Audiência de Custódia em MG tem início com liberdade provisória de preso

  • Categoria do post:Notícias CNJ
Você está visualizando atualmente Audiência de Custódia em MG tem início com liberdade provisória de preso
Compartilhe

Escoltado por dois policiais, Davi, 20 anos de idade, chegou ao Tribunal de Justiça do Estado de Minas Gerais (TJMG) algemado e trajando o uniforme vermelho da Subsecretaria de Administração Prisional do estado. Ele foi preso em flagrante na noite anterior ao furtar o interior de um veículo, acompanhado de um menor. Deixou a sala de audiência minutos depois, com a liberdade provisória garantida e a oportunidade de não se tornar mais um número na estatística carcerária do estado, que reúne o segundo maior contingente do país, com 61,2 mil detentos.

Davi foi o primeiro preso em flagrante do estado atendido pelo projeto Audiência de Custódia, idealizado pelo Conselho Nacional de Justiça (CNJ) e lançado pela Corte mineira nesta sexta-feira (17/7).

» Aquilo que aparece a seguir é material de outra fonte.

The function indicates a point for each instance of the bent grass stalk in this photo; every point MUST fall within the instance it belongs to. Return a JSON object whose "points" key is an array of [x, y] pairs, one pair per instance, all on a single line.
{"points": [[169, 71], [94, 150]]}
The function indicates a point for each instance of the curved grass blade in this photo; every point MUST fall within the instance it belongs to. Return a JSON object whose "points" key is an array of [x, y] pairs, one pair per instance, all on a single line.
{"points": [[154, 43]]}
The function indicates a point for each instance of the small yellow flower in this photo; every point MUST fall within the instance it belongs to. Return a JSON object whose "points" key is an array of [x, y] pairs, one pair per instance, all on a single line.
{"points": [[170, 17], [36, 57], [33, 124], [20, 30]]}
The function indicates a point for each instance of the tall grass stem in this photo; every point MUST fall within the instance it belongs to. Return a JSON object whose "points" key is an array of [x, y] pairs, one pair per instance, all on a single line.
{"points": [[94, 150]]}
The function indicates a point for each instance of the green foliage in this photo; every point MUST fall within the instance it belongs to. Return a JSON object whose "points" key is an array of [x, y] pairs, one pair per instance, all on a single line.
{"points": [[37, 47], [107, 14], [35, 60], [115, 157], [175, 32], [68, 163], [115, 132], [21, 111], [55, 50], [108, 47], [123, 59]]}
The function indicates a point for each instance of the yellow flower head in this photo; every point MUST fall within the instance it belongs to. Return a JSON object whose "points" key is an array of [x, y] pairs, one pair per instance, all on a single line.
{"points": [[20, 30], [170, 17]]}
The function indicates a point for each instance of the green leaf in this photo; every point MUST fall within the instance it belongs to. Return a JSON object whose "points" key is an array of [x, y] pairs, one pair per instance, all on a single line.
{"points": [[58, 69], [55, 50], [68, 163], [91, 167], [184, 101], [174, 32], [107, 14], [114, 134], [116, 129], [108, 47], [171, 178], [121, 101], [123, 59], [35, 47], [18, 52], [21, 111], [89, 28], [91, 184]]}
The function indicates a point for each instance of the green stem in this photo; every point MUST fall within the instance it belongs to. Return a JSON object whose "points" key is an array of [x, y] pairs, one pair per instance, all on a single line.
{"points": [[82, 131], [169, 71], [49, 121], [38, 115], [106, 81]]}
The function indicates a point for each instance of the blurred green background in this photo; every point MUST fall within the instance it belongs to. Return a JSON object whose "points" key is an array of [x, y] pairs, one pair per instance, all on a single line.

O evento contou com a presença do presidente do CNJ e do Supremo Tribunal Federal (STF), ministro Ricardo Lewandowski.

O projeto chegou a Minas Gerais depois de ser implantado com sucesso em São Paulo, Espírito Santo e Maranhão. Segundo as cortes locais, em poucos meses as prisões em flagrante convertidas em liberdade provisória subiram para uma média de 50%, pois, ao conversar com o preso em até 24 horas, o juiz tem mais elementos para avaliar se a detenção é necessária até o julgamento definitivo do processo.

Condicional – No caso de Davi, a juíza Maria Luiza Pires concedeu a liberdade provisória destacando a ausência de antecedentes e a existência de residência fixa e família, além de ponderar que uma possível condenação não o levaria à prisão, pois seria convertida em prestação de serviços comunitários, ela também considerou improvável que ele atrapalhasse as autoridades a apurar o crime caso fosse solto.

Usando linguagem acessível, a juíza explicou a Davi que ele responderia ao processo em liberdade com a condição de não se aproximar da vítima, além de se apresentar quinzenalmente a instituições assistenciais do estado e de não cometer novas infrações. A magistrada deixou claro que o desrespeito a qualquer uma das condições implicaria prisão e determinou a expedição do alvará de soltura quando ele se comprometeu a segui-las.

Apoio – As audiências de custódia em Minas Gerais começarão a funcionar em formato piloto em Belo Horizonte e região metropolitana e serão expandidas gradualmente para o interior do estado. De acordo com o presidente do TJMG, Pedro Bitencourt, as audiências também funcionarão nos fins de semana e feriados, em um sistema de rodízio de juízes.

O projeto contou com o apoio do Ministério Público e da Defensoria Pública, que enviarão representantes a todas as audiências. “A iniciativa é positiva não apenas por dar efetividade a tratados internacionais e à legislação em vigor, mas também por coibir a possibilidade de violência policial”, avaliou a defensora pública geral Christiane Malard.